International Women’s Day 2025 marks 30th anniversary of Beijing Declaration

March 8, 2025
Akahata editorial

Mimosas hitting the shelves of flower shops usher in the coming of International Women’s Day. This year’s International Women’s Day on March 8 marks the 30th anniversary of the Beijing Declaration and Platform for Action and the 40th anniversary of Japan’s ratification of the Convention on the Elimination of All Forms of Discrimination against Women (CEDAW).

The World Conference on Women held in Beijing in 1995, which brought together about 50,000 participants from all over the world, has since greatly accelerated global efforts in the field of gender equality. On the 30th anniversary, UN Women called on the world to: [f]ight relentlessly for women’s and girls’ full range of human rights, challenging all forms of violence, discrimination, and exploitation; [a]ddress systemic barriers, dismantle patriarchy, transform entrenched inequities, and elevate the voices of marginalized women and girls, including young people, to ensure inclusivity and empowerment; and [r]edefine power structures by ensuring inclusive access to education, employment, leadership, and decision-making spaces.

Acceleration is what Japan needs

Japan ranks 118th out of 146 countries in regard to women’s rights, according to the Global Gender Gap Index 2024. It is precisely Japan that needs to take action in the aforementioned three key areas: [a]dvance women’s and girls’ rights; [p]romote gender equality; and [f]oster empowerment.

Despite the continuation of sexual assaults by U.S. military personnel in Okinawa where U.S. military bases are concentrated, the Japanese government does not protect the dignity of female victims and does not even call for a revision of the Japan-U.S. Status of Forces Agreement (SOFA).

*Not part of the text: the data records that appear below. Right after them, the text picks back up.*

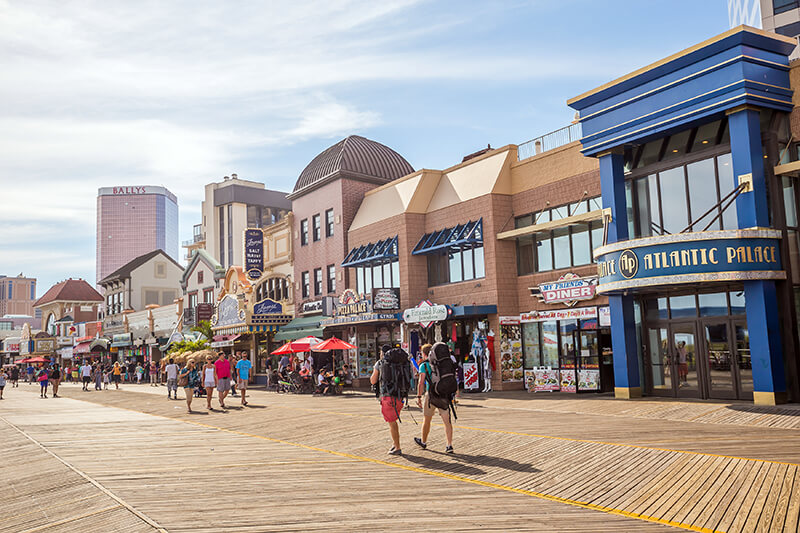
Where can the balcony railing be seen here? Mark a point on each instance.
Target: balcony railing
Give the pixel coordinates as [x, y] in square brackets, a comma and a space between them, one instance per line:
[196, 239]
[549, 141]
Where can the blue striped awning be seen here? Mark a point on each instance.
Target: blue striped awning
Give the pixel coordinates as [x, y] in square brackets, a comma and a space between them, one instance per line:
[434, 242]
[371, 253]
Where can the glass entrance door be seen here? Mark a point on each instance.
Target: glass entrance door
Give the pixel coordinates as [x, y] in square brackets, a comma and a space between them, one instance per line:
[719, 360]
[683, 348]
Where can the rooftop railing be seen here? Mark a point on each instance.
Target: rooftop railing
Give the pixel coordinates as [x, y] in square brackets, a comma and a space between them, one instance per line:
[549, 141]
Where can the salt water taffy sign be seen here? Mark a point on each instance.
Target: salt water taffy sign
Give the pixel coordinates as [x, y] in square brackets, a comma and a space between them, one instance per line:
[729, 255]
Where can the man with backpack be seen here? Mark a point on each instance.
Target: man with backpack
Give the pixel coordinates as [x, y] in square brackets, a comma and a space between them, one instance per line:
[436, 389]
[393, 374]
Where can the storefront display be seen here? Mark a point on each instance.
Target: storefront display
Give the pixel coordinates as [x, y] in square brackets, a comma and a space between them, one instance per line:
[510, 349]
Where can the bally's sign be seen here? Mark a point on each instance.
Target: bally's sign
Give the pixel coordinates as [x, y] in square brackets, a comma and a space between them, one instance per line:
[730, 255]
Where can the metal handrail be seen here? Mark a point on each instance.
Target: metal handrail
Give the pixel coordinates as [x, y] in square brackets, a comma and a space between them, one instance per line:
[549, 141]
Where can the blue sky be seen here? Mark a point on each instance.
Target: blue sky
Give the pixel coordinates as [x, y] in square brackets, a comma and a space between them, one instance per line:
[181, 93]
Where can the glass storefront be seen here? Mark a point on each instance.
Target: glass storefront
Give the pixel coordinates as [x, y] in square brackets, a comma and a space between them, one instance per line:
[697, 346]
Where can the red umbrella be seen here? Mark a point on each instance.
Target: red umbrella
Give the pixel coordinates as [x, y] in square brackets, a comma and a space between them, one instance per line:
[306, 344]
[333, 344]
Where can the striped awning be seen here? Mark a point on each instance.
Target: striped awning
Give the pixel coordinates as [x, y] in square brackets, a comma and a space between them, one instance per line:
[264, 329]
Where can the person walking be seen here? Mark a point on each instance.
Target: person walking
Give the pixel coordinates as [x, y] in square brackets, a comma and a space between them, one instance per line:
[424, 403]
[209, 380]
[41, 377]
[55, 379]
[243, 366]
[223, 366]
[86, 374]
[392, 373]
[116, 374]
[190, 379]
[153, 373]
[172, 379]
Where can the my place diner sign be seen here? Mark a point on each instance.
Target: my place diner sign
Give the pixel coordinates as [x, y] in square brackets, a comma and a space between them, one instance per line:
[729, 255]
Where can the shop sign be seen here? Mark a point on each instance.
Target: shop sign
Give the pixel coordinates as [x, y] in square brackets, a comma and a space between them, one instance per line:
[267, 307]
[253, 253]
[120, 340]
[45, 345]
[731, 255]
[425, 314]
[350, 303]
[385, 299]
[228, 312]
[604, 316]
[569, 289]
[204, 312]
[559, 314]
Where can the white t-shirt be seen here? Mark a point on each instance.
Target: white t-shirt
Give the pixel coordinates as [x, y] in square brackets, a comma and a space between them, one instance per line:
[172, 371]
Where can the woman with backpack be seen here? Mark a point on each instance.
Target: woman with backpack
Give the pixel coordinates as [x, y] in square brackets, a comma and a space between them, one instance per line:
[41, 377]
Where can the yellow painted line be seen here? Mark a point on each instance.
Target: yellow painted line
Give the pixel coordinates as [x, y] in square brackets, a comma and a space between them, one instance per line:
[540, 495]
[551, 437]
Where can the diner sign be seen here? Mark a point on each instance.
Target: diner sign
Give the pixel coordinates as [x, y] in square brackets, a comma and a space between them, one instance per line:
[253, 253]
[570, 289]
[731, 255]
[425, 314]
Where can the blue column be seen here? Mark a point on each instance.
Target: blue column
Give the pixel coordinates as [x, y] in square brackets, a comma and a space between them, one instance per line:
[623, 329]
[761, 302]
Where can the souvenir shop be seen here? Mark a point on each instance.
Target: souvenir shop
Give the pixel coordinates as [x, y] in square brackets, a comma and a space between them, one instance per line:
[567, 350]
[466, 331]
[367, 321]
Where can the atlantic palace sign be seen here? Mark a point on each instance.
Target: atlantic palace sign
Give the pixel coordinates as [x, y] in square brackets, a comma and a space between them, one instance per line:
[730, 255]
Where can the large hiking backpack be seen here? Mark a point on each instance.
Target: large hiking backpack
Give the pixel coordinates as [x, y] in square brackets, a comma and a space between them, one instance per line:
[395, 374]
[443, 384]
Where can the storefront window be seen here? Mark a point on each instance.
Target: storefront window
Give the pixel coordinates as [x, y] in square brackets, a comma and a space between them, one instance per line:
[530, 344]
[550, 344]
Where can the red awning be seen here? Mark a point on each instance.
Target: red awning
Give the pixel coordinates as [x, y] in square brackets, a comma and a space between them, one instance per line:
[82, 347]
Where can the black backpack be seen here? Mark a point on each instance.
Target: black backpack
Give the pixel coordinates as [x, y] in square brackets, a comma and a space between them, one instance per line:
[443, 384]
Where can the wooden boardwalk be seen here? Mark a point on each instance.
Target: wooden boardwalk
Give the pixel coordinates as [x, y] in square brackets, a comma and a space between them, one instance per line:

Japan is the only country in the world that continues to force the same surname on married couples by law. The percentage of women in the House of Representatives is 15.7%, up only seven percentage points from the Lower House election in 1946 when women exercised their right to vote for the first time. Again, it is precisely Japan that needs to accelerate its efforts to realize gender equality.

Prices have been rising for more than three years, giving a blow to the livelihoods of the vulnerable, including women and children. The poverty rate among elderly women living alone in Japan is 44.1%. Some of them cannot even afford to buy basic staples.

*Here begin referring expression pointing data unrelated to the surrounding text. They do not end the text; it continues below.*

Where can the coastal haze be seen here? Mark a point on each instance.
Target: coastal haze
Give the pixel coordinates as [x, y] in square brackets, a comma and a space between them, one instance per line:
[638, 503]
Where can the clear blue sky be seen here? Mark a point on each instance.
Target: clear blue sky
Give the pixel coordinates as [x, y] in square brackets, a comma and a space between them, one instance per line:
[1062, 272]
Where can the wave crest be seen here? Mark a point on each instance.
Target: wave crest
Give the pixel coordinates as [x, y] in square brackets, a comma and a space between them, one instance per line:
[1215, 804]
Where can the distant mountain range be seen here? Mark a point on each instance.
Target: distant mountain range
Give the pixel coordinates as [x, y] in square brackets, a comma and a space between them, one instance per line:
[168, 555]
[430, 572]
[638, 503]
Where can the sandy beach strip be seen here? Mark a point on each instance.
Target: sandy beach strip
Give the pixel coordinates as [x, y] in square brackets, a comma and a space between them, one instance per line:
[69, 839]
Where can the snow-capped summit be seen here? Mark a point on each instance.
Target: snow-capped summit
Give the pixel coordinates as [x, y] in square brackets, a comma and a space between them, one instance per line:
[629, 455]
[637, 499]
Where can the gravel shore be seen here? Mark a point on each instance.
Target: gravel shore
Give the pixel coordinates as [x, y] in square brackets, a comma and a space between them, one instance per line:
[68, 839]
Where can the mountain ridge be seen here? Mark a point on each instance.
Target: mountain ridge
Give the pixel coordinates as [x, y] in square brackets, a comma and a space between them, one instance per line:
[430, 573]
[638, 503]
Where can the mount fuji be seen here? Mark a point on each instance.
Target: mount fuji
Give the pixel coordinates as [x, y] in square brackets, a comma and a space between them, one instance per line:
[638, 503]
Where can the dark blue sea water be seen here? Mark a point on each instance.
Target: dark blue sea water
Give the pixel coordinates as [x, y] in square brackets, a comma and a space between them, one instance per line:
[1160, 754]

According to a survey of single-mother households conducted by a national council of single-mother support groups, as of last summer, 40% of the families “sometimes cannot afford to buy an adequate amount of rice.” As much as 26% of households of a mother and a child spent less than 20,000 yen per month for food which amounts to a budget of 100 yen per meal.

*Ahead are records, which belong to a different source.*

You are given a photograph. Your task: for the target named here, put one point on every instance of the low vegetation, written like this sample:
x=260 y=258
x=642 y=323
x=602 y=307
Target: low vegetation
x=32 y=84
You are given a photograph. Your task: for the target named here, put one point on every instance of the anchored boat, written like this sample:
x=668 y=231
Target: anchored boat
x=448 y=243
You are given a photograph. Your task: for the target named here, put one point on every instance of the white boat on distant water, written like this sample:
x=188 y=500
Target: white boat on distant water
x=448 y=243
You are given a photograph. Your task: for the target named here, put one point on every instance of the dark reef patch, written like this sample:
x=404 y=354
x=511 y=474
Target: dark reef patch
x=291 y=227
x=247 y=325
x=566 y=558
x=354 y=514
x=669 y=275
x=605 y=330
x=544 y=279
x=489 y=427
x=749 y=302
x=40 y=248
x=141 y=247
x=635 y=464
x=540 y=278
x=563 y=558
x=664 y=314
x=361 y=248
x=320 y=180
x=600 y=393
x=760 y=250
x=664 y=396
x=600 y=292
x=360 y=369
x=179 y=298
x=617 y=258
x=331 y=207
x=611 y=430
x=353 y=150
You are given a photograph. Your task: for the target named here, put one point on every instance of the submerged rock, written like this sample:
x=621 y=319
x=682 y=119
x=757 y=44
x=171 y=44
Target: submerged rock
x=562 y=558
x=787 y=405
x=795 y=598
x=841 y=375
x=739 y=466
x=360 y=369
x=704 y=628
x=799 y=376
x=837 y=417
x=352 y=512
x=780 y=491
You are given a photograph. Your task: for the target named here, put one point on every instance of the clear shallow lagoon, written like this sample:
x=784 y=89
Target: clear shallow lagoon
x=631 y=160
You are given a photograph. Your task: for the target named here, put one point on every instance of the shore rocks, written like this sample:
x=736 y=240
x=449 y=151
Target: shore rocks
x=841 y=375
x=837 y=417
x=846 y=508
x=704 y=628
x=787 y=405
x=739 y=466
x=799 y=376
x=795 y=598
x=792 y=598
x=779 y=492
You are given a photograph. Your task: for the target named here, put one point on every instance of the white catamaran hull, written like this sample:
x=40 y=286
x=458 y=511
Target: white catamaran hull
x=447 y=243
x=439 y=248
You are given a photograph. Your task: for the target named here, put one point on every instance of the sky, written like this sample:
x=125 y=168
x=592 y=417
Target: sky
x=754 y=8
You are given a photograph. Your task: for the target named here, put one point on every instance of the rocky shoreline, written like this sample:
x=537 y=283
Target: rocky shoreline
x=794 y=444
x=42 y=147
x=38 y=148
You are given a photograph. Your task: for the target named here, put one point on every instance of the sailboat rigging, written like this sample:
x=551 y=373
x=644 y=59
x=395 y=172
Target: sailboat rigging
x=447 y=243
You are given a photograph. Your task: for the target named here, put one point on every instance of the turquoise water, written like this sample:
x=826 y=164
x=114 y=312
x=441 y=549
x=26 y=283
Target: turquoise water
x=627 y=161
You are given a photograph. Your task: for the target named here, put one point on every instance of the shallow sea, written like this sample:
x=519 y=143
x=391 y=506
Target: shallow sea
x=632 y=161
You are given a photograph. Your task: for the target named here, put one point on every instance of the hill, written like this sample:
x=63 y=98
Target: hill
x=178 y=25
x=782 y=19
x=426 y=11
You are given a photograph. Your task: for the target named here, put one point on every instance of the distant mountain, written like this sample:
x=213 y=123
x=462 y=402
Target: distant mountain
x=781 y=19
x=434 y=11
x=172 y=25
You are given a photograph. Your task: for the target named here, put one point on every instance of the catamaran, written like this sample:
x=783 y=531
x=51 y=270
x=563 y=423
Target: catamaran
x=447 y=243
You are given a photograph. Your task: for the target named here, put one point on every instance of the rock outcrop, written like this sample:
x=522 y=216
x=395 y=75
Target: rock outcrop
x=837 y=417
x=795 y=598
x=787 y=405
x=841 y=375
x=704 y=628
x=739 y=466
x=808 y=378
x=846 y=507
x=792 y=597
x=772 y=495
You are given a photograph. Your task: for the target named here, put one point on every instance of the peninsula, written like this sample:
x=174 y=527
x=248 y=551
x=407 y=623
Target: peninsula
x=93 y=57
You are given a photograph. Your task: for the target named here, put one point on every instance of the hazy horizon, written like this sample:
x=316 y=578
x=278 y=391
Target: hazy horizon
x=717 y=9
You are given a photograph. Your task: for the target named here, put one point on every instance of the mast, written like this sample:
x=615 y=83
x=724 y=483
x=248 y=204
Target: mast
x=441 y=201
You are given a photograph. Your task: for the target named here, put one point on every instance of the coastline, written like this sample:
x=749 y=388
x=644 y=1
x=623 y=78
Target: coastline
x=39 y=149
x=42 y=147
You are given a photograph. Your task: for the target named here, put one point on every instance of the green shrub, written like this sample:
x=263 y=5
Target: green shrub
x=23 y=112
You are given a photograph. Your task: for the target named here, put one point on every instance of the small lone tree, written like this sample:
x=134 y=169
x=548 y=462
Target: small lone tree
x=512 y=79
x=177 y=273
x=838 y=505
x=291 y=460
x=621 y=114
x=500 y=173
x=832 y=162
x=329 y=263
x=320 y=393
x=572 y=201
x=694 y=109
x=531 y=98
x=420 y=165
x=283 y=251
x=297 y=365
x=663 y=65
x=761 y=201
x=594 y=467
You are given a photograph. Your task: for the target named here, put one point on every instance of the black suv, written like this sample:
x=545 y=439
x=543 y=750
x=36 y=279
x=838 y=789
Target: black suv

Address root causes to eliminate poverty

To correct gender inequality in wages and employment, which are root causes of women’s poverty, is literally a vital task along with other urgent measures which need to be implemented such as consumption tax cuts and pension benefit increases.

The government is working on the Sixth Basic Plan for Gender Equality. The Japanese Communist Party on March 5 made a representation to the Cabinet Office, demanding that the government “take seriously the concluding observations of the UN CEDAW and swiftly lift women’s rights to international levels to achieve gender equality in Japan.” The JCP hopes that many women’s advocacy groups in their gender-equality campaigns will make use of the CEDAW recommendations.

The issue of peace is also a major theme of International Women’s Day. In order to put an end to the bloodshed in Ukraine, it is important to press the Ishiba government to encourage the U.S. Trump administration to mediate the Russo-Ukrainian war from the standpoint of a “just peace” based on the UN Charter and international law. It is also important to urge the government to conduct “diplomacy to create a movement toward building true peace in East Asia, not seek military spending of 8.7 trillion yen” and “sign and ratify the UN Treaty on the Prohibition of Nuclear Weapons (TPNW).”

A variety of events related to International Women’s Day will take place in various locations in Japan this year. The success of these events will become an impetus for promotion of gender equality accelerators.